2016年8月7日「主の道を歩むなら」T列王記2:1〜25

序−ダビデ王が世を去ろうとしています。10〜11節。そこで、ダビデはソロモンに遺言を残します。世間では、遺言というと遺産のことになりますが、ダビデは精神的なことでした。

T−躓きの石の除去−5〜12
 ダビデからソロモンに王位が引き継がれて行くためには、十分に準備されて、譲り渡されることが必要です。

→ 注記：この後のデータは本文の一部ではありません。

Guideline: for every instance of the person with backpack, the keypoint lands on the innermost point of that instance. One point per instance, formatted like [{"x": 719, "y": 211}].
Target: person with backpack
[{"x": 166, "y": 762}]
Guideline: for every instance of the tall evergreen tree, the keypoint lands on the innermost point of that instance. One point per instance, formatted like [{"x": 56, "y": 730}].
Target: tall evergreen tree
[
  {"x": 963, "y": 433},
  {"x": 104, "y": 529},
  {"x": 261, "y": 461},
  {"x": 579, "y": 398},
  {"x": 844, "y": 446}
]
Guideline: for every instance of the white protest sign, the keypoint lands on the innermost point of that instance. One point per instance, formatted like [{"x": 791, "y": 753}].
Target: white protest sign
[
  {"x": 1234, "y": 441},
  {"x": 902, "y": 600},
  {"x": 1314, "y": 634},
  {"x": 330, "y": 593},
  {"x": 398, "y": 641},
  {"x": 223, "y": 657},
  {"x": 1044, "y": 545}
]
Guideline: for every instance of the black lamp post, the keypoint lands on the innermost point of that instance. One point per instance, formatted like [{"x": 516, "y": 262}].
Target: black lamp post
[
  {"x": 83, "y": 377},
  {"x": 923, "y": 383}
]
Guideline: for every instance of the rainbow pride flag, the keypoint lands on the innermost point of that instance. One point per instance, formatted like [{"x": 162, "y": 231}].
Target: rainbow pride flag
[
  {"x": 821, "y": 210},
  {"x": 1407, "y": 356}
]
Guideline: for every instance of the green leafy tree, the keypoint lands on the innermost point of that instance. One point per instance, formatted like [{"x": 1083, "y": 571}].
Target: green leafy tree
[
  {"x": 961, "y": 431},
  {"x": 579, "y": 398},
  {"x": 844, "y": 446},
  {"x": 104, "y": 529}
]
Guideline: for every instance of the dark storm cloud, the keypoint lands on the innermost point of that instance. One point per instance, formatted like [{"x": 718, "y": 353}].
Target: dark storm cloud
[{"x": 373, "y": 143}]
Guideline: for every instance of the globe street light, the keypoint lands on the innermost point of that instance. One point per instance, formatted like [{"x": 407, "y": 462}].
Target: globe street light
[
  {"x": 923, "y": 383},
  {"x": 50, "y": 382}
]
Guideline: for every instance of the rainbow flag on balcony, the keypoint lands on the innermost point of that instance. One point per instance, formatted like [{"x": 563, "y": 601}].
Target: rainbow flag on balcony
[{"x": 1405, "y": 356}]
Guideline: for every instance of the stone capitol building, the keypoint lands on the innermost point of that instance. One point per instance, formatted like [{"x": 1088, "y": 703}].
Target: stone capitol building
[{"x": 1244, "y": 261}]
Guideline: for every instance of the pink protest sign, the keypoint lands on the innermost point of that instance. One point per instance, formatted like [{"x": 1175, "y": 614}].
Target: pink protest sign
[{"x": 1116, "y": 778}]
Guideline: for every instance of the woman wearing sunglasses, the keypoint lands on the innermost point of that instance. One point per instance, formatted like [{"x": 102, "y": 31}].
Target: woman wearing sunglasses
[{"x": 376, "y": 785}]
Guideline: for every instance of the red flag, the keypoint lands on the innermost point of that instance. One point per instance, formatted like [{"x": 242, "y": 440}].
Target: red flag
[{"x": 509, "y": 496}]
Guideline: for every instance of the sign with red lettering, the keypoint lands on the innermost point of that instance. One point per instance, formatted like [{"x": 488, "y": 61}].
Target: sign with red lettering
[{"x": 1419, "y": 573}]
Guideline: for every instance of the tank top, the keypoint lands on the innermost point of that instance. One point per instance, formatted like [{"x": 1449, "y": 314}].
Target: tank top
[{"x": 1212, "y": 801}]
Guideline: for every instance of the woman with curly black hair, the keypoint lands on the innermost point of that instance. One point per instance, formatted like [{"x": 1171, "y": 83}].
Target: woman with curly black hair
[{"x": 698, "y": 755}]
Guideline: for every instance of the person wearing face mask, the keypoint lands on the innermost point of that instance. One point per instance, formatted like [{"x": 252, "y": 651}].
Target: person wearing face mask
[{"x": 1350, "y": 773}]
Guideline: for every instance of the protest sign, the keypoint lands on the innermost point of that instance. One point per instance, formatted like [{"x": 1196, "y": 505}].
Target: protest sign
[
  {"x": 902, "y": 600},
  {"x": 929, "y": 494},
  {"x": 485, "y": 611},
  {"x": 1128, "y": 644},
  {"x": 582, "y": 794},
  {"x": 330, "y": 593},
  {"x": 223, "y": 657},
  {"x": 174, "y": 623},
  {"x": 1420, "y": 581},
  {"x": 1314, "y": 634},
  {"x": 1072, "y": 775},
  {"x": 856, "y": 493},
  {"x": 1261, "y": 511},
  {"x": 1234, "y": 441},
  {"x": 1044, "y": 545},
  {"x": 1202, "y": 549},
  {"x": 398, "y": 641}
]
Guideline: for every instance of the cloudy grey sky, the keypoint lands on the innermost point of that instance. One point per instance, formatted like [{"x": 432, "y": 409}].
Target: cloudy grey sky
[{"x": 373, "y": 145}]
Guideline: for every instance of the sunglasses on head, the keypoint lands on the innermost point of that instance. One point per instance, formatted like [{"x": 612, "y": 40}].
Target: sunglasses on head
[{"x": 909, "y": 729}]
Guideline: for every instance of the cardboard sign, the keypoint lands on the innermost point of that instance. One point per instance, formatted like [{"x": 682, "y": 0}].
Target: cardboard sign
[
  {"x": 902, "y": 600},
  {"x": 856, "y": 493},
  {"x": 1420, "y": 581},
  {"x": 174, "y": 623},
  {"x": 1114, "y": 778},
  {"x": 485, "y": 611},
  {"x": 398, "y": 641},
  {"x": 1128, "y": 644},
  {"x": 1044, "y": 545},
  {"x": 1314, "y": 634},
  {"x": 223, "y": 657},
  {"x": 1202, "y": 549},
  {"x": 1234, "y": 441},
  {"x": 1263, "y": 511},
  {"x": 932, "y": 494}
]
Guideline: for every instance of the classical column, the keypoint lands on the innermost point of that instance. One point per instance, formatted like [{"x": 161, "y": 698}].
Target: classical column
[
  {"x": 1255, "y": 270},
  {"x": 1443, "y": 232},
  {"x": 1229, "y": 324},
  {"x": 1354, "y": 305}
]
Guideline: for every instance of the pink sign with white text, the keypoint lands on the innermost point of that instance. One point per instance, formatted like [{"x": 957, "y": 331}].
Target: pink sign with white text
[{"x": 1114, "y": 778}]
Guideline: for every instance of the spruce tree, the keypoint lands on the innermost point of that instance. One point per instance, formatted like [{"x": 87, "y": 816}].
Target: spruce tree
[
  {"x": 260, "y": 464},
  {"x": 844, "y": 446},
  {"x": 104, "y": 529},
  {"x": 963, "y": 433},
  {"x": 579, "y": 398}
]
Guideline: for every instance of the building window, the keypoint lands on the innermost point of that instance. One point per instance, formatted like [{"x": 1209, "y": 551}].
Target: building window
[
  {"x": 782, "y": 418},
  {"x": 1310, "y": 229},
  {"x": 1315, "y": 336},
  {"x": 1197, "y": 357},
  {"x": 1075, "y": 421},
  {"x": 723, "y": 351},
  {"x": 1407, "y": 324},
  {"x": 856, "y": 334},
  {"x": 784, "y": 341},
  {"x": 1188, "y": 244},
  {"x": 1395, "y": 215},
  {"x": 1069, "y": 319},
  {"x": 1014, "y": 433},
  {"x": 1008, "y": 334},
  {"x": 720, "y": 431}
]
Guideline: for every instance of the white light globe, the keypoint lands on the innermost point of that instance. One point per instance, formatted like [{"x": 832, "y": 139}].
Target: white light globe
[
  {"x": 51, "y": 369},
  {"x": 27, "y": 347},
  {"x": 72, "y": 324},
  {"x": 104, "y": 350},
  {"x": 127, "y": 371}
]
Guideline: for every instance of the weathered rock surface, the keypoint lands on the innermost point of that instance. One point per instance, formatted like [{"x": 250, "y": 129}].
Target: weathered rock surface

ところが、ダビデによって完全に解決されていない危険が残されていました。それは、ソロモンにとって大きな敵対勢力となるであろう人々でした。
 まず、軍隊の総司令官ヨアブです。5〜6節。イスラエルの統一以前、サウル王家の将軍であったアブネルとアマサがダビデに従おうとして来たので、ダビデは受け入れました。しかし、ヨアブは、個人的な感情で彼らを殺してしまいました。ダビデ王を無視したヨアブをどうすることもできずにいました。Uサムエル3章,20章。

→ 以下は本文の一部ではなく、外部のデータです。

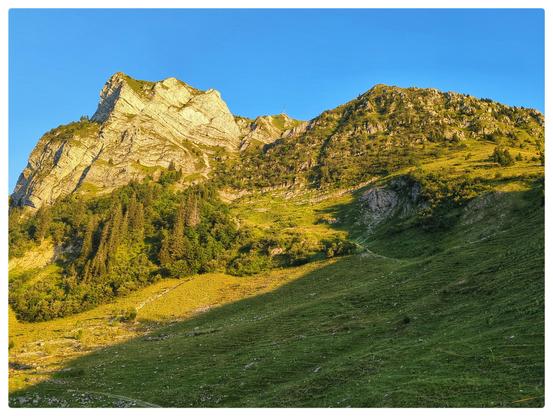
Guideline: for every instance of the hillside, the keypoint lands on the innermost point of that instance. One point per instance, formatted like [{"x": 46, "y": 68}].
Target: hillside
[
  {"x": 388, "y": 252},
  {"x": 454, "y": 318}
]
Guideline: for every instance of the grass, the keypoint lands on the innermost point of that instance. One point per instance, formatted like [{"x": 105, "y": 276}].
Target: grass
[
  {"x": 458, "y": 323},
  {"x": 451, "y": 318}
]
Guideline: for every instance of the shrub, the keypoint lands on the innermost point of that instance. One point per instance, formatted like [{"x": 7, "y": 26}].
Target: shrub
[
  {"x": 502, "y": 156},
  {"x": 338, "y": 247},
  {"x": 129, "y": 315}
]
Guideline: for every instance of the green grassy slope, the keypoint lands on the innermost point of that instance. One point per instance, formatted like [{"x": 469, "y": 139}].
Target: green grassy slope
[{"x": 452, "y": 318}]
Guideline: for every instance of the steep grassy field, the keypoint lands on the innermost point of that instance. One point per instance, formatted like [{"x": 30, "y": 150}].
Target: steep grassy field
[{"x": 448, "y": 318}]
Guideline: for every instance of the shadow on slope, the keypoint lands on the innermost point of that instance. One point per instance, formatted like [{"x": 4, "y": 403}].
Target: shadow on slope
[{"x": 462, "y": 327}]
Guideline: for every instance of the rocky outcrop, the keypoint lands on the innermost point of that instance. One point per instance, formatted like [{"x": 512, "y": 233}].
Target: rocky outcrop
[
  {"x": 139, "y": 129},
  {"x": 398, "y": 197},
  {"x": 267, "y": 129}
]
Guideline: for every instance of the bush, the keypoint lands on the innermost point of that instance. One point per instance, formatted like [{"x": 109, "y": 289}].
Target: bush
[
  {"x": 502, "y": 156},
  {"x": 338, "y": 247},
  {"x": 247, "y": 264},
  {"x": 129, "y": 315}
]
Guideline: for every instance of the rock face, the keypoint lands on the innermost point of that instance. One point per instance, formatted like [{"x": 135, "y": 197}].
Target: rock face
[
  {"x": 139, "y": 129},
  {"x": 398, "y": 197},
  {"x": 267, "y": 129}
]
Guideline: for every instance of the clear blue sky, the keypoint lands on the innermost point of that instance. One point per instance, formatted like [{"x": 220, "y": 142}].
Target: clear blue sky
[{"x": 264, "y": 61}]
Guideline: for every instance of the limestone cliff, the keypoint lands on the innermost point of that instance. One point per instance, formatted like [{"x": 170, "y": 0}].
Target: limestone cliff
[
  {"x": 267, "y": 129},
  {"x": 138, "y": 129}
]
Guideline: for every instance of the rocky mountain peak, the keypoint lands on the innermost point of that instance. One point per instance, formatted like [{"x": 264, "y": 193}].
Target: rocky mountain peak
[{"x": 138, "y": 129}]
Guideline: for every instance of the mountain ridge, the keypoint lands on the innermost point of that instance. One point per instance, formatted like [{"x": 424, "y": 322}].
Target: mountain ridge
[{"x": 141, "y": 128}]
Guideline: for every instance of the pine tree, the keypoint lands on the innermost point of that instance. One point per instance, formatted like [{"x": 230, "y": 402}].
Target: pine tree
[
  {"x": 164, "y": 255},
  {"x": 177, "y": 244},
  {"x": 86, "y": 248},
  {"x": 192, "y": 211},
  {"x": 43, "y": 221}
]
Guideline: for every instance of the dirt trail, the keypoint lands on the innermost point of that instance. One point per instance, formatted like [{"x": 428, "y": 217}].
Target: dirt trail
[{"x": 142, "y": 403}]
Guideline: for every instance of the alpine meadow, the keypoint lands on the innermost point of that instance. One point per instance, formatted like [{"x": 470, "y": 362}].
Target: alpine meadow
[{"x": 389, "y": 252}]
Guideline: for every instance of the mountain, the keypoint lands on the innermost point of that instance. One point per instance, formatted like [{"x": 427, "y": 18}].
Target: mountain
[
  {"x": 388, "y": 252},
  {"x": 139, "y": 129}
]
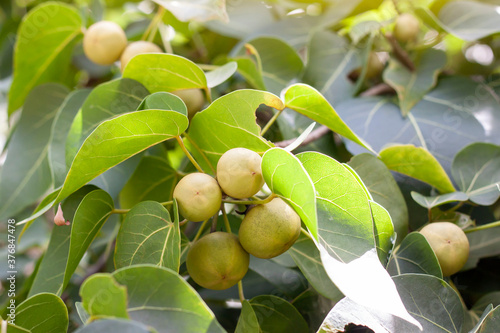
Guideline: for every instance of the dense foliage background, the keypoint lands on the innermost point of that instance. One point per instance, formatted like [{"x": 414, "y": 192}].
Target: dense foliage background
[{"x": 414, "y": 141}]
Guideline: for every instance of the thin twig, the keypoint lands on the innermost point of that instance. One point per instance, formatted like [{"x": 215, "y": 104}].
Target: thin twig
[
  {"x": 400, "y": 53},
  {"x": 315, "y": 135}
]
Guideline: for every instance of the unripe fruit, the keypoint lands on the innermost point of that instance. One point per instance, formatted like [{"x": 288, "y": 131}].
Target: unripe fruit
[
  {"x": 239, "y": 173},
  {"x": 135, "y": 48},
  {"x": 374, "y": 66},
  {"x": 199, "y": 196},
  {"x": 450, "y": 244},
  {"x": 104, "y": 42},
  {"x": 193, "y": 98},
  {"x": 217, "y": 261},
  {"x": 407, "y": 28},
  {"x": 269, "y": 230}
]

 ヨアブは将軍としては有能で、イスラエルを勝利に導いて来ました。しかし、彼には大きな欠点がありました。神様の御心よりも、いつも個人的感情や利害関係が先に立っていたということです。一度感情に走ってしまうと、ためらうことなく王の意向さえ無視してしまう人でした。このような人をソロモンが重用してはならない、警戒しなさいと言うのです。彼がとんでもないことを言うならば、父の重臣であったということは考えないで、処断してよいと命令しているのです。

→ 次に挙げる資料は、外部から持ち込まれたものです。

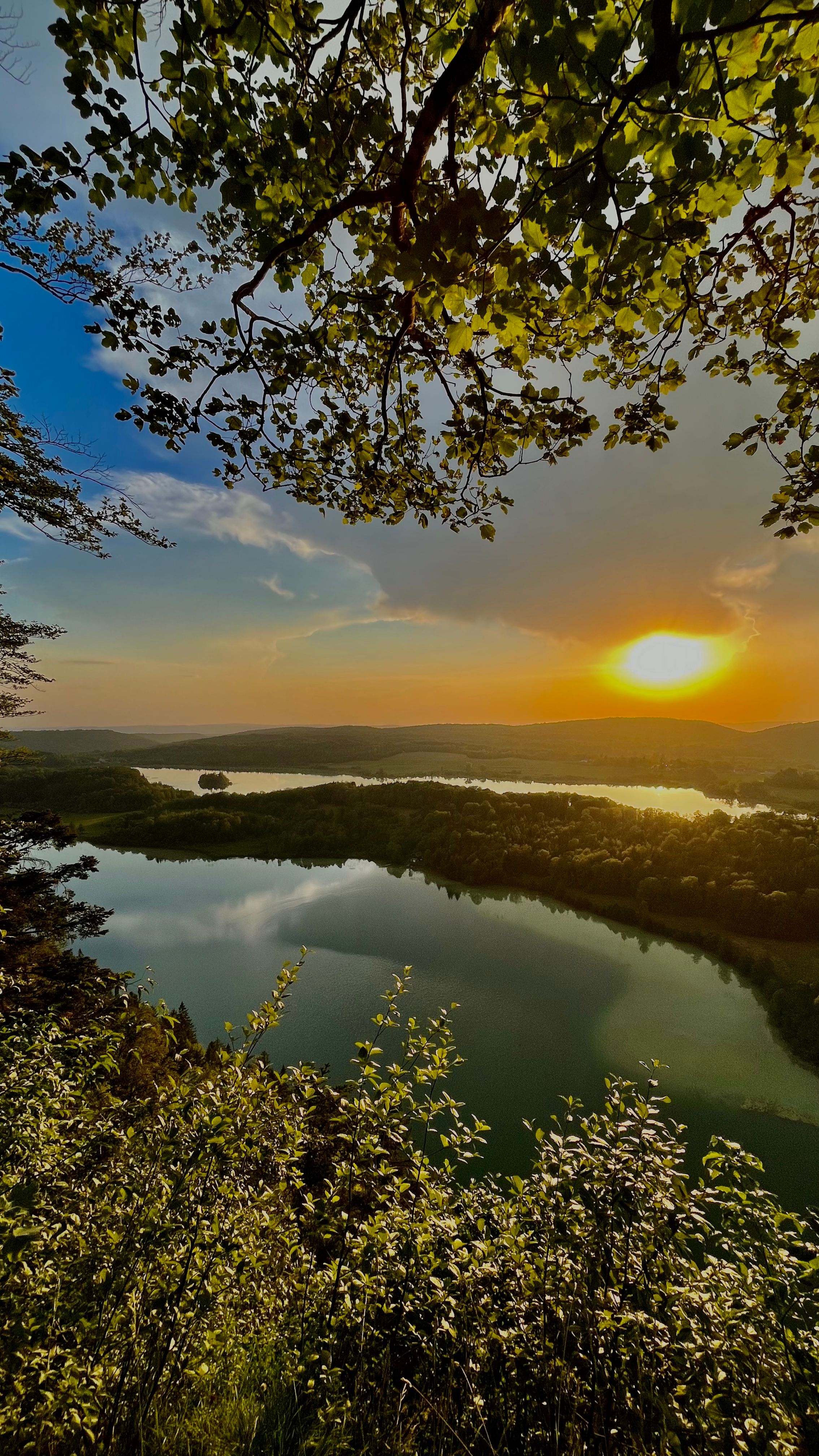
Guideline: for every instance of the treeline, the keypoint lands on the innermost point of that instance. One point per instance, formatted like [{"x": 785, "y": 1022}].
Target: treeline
[
  {"x": 719, "y": 883},
  {"x": 203, "y": 1256},
  {"x": 82, "y": 788},
  {"x": 758, "y": 874}
]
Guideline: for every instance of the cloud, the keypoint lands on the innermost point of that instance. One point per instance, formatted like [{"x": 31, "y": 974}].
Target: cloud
[
  {"x": 215, "y": 512},
  {"x": 738, "y": 589},
  {"x": 277, "y": 589}
]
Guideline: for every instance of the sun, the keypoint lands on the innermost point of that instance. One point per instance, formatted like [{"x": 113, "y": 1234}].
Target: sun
[{"x": 668, "y": 663}]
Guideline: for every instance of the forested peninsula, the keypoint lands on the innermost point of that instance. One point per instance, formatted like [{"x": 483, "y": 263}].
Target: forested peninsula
[{"x": 745, "y": 890}]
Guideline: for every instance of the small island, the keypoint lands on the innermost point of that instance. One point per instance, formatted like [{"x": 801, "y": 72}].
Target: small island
[{"x": 215, "y": 781}]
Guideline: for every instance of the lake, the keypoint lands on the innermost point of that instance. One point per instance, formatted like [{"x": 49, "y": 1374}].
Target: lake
[
  {"x": 550, "y": 999},
  {"x": 675, "y": 801}
]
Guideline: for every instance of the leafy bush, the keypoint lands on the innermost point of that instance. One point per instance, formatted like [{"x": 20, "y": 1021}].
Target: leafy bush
[{"x": 261, "y": 1263}]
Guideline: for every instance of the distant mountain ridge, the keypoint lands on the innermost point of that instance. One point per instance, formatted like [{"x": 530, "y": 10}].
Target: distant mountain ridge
[
  {"x": 88, "y": 740},
  {"x": 320, "y": 749}
]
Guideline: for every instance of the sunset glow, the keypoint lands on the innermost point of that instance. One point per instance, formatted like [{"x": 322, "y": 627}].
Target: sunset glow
[{"x": 668, "y": 663}]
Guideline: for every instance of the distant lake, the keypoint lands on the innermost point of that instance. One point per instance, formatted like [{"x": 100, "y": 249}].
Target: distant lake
[
  {"x": 675, "y": 801},
  {"x": 550, "y": 1001}
]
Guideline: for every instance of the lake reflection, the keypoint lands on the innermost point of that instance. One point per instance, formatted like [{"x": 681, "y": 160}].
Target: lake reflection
[
  {"x": 550, "y": 1001},
  {"x": 640, "y": 797}
]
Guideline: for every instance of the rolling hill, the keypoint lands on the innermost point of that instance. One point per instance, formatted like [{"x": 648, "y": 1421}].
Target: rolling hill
[{"x": 478, "y": 745}]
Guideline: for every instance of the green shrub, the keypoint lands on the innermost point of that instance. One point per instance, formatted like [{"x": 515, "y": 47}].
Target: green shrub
[{"x": 261, "y": 1263}]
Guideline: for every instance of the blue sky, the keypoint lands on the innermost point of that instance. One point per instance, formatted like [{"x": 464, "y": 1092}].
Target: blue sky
[{"x": 266, "y": 612}]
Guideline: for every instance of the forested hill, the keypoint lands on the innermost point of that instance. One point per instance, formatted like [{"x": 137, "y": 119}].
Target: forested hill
[{"x": 487, "y": 745}]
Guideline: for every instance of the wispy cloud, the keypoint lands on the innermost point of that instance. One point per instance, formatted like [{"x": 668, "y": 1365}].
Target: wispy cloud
[
  {"x": 738, "y": 587},
  {"x": 277, "y": 589},
  {"x": 215, "y": 512}
]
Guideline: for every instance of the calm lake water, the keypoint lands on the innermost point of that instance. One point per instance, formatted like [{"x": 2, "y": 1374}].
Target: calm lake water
[
  {"x": 677, "y": 801},
  {"x": 550, "y": 1001}
]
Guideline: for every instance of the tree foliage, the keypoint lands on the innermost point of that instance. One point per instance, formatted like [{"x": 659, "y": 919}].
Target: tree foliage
[
  {"x": 486, "y": 202},
  {"x": 247, "y": 1261}
]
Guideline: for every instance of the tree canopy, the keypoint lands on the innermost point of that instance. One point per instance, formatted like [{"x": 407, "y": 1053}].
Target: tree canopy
[{"x": 483, "y": 206}]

 でも、なぜダビデ自身がしなかったのでしょうか。国を統一する過程では、総司令官である彼を処罰することができなかったのです。もう一つの理由は、悔い改める時間を与えたということです。ヨアブが過ちを悟り、悔い改めて生きることができるようにしたかったのです。しかし、ヨアブは悪事を悔い改めませんでした。神様の慈愛と忍耐を軽んじました。アドニヤ王子に加担したことに、それがあらわれています。ソロモンの時代には、容赦しなくてよいというのです、
 もう一人注意するように言い残しているのは、アブシャロムの反乱の時、逃げるダビデを追いかけて来て、さんざんにのろいの言葉浴びせたシムイという者です。8〜9節。シムイは、サウル王の一族の者で、サウル王家から王位を奪ったと言ってダビデを逆恨みしていたのです。Uサムエル16:5〜6。しかし、ダビデが亡命から帰る時には、いち早く駈け付けて来て命乞いをしたシムイを、分裂の種を残さないために赦して、命を取らないと約束しました。Uサムエル19:22〜23。
 しかし、自分勝手な思いのために、のろいの言葉をダビデに浴びせたシムイという者がどれほど傲慢で危険な男か、このような人物もまた、イスラエルの発展には躓きの石となることが分かっていました。ネットで人を誹謗中傷する人々がいます。根も葉もないことでも、噂が噂を呼んで深刻な結果を及ぼします。悪い噂を流すなら、シムイののろいと同じになります。噂を流すような人には気をつけなければなりません。
 二人とも、ダビデの寛容のために処罰されないのをいいことに、神様の慈愛を軽んじて、悔い改めることがありませんでした。ローマ2:4。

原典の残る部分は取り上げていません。